Verspreiding escaleert
Deze zomer blijkt dat de verspreiding van Jacobskruiskruid en distels verder escaleert. Door lakse handhaving en lakse bestrijding op eigen percelen van de Friese overheden, kunnen de planten zich steeds verder uitbreiden. Sommige boeren grijpen daarom naar de gifspuit om ze onschadelijk te maken. Hetgeen natuurlijk direct ingaat tegen het provinciaal beleid om natuurinclusief boeren te stimuleren. Bovendien overwoekeren ze andere waardevolle planten en verminderen ze daarmee de biodiversiteit.
Lakse naleving van regels
Wopke Veenstra: ‘Het is teleurstellend dat de provincie het vertikt om haar eigen regels uit te voeren. Wij willen een meer proactieve houding van de provincie bij de bestrijding van distels en Jacobskruiskruid.’ De Jacobskruiskruidverordening is vastgesteld in 2007 en de Distelverordening al in 1951. Uit de eerdere antwoorden van het college van Gedeputeerde Staten blijkt dat alleen gehandhaafd is op grond van vragen of klachten.

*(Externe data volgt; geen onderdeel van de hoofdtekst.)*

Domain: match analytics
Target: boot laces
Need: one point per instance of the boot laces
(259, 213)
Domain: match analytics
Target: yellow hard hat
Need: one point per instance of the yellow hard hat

Boete voor de overheid zelf?
Ook op eigen terreinen van de Friese overheden staan overal distels en Jacobskruiskruid. Volgens de verordening moet de rechthebbende de planten verwijderen. Doet hij of zij dat niet, dan volgt een boete. Wopke Veenstra: ‘Wij vinden het onbestaanbaar dat de Friese overheden eigenlijk beboet moeten worden voor het overtreden van provinciale verordeningen.’ De FNP wil van het college fan weten of het ook vindt dat de provincie een voorbeeldrol heeft bij het naleven van haar eigen regels.